Carbapenems can be used against organisms that have ampC.
Describe KPC and NDM-1 and know which bacteria may house these resistance determinants.
KPC and NDM-1 are plasmid-mediated carbapenamases.
KPC hydrolyzes all carbapenams and all other beta-lactams.
NDM-1 hydrolyzes all beta-lactams except for aztrennam.
Bacteria that may house these are Klebsiella and E. coli (rarely in NDM-1).
Describe the different ways that PBPs may be altered that lead to beta-lactam resistance and which bacteria may house altered PBPs.
Bacteria can either produce an altered PBP by modification of existing genes, or the acquisition of new PBP genes (more important mechanism).
Bacteria that often have this include
Staphylococci spp (mecA-PBP2a i.e. MRSA)
S. pneumoiae
Entercoccus faecium.
Describe the organisms and mechanisms associated with vancomycin resistance.
1) Modifying the target: almost exclusively in enterococcus spp through the acquisition of a plasmid that carries a gene that will change the terminal five-memeber peptide that hangs off of the MurNAc sugar, making it unrecognizable to Vanco. (turns D-ala–D-ala to D-ala–D-lactate
2) Preventing drug-target interaction: in S. aureus there are thickened peptidoglycan cell walls with incomplete crosslinking.
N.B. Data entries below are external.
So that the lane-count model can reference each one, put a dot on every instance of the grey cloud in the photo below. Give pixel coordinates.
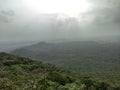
(6, 15)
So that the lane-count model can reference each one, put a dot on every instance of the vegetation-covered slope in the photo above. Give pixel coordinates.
(101, 59)
(17, 73)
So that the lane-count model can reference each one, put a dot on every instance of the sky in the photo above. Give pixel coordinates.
(23, 20)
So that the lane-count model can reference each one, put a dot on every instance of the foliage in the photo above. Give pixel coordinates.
(17, 73)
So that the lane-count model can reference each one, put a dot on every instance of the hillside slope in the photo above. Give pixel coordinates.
(17, 73)
(102, 59)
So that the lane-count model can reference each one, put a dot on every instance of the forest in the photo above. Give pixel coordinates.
(18, 73)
Vanco binds to excess D-ala-D-ala sites in cell wall, leaving decreased drug to bind to the precursor PG molecule.
Distinguish the mechanisms of antibiotic resistance between Enterococcus faecium and Enterococus faecalis.
Enterococcus faecium: mutatation or overexpression of PBP5- a PBP will low affinity for B-lactam—> is highly resistant to ampicillin
Entercoccus faecalis: Beta-lactamase transfered via plasmid
Describe how quinolones work and how resistance to these agents develops.
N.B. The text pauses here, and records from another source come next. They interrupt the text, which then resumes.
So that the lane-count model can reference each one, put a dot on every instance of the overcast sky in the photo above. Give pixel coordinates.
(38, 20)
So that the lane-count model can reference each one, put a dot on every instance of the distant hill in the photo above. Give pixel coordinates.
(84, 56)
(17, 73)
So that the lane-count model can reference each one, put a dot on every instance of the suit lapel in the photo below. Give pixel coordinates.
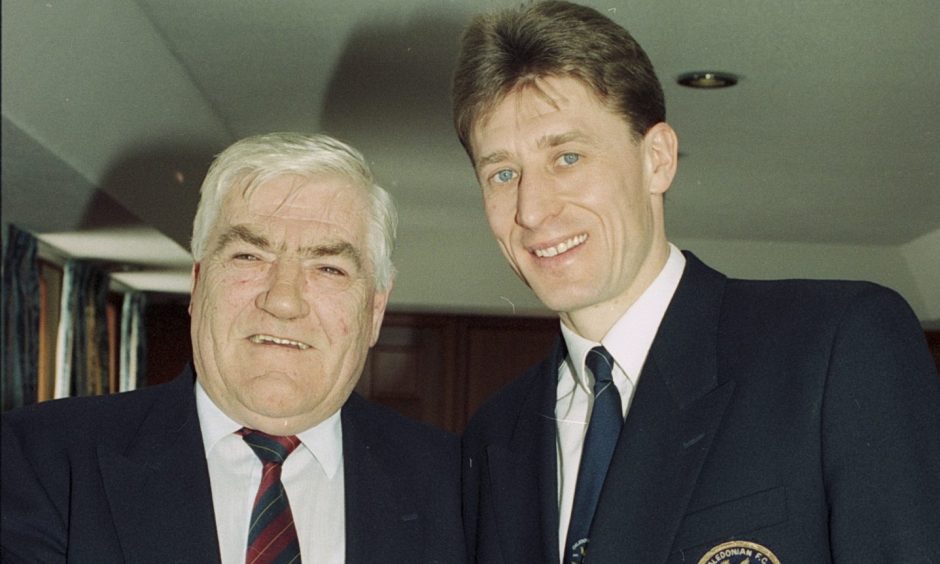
(382, 520)
(157, 484)
(675, 414)
(524, 505)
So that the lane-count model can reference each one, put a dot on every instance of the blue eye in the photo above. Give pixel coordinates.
(504, 176)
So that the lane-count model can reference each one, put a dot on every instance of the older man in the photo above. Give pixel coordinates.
(260, 452)
(684, 416)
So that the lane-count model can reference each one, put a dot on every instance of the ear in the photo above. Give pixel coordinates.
(379, 303)
(661, 157)
(194, 278)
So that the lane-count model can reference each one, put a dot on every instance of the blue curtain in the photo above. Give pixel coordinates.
(82, 347)
(133, 341)
(20, 319)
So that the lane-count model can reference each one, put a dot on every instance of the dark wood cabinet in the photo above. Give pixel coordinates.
(440, 368)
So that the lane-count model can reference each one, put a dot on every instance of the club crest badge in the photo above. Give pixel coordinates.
(739, 552)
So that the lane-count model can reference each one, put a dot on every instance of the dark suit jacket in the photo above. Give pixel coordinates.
(123, 478)
(802, 416)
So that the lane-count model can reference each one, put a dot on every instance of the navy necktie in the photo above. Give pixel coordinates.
(603, 431)
(272, 537)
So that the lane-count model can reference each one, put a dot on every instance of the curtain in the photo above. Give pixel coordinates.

Quinolones target enzymes DNA gyrase and Topoisomerase IV; they trap the enzymes in a drug-enzyme-DNA complex, leading to lethal DNA strand breaks.
Mechanisms of resistance:
1) Modifying the drug: rare, e.g. plasmid can acetylate ciprofloxacin.
2) Modifying the target: accumulation of point mutations in DNA gyrase and/or topoisomerase IV
3) Preventing drug-target ineraction: drug efflux mechanisms can prevent interaction with DNA gyrase/topoisomerase IV
Describe how macrolides work and how resistance to these agents develops.
Macrolides work by binding to a domain of the 23S ribosomal RNA that is a component of the 50S subunit of the bacterial ribosome… Prevents peptide chain elongation.
Mechanisms of resistance:
Modifying the target: Demethylation of the 23S rRNA (erm gene)
Modifying drug-target interaction: efflux pumps (msr gene)
Describe the mechanism of erm-mediated resistance and its relation to clindamycin resistance and understand how to interpret results from the D-test.
Ribosome demethylation is performed by a methylase encoded by erm. Erm gene is either inducible or constituitive.
Macrolides and Clindamycin bind to an adenine residue in the ribosome. If erm is expressed, bacteria will be resistant to both macrolides and clindamycin. Only macrolides will induce expression of erm.
D-test will show whether or not an efflux system is present. Positive D test will show resistance to clindamycin due to inducible erm expression. Clindamycin should not be used b/c it might select for mutants that constituitively produce erm-encoded methylase.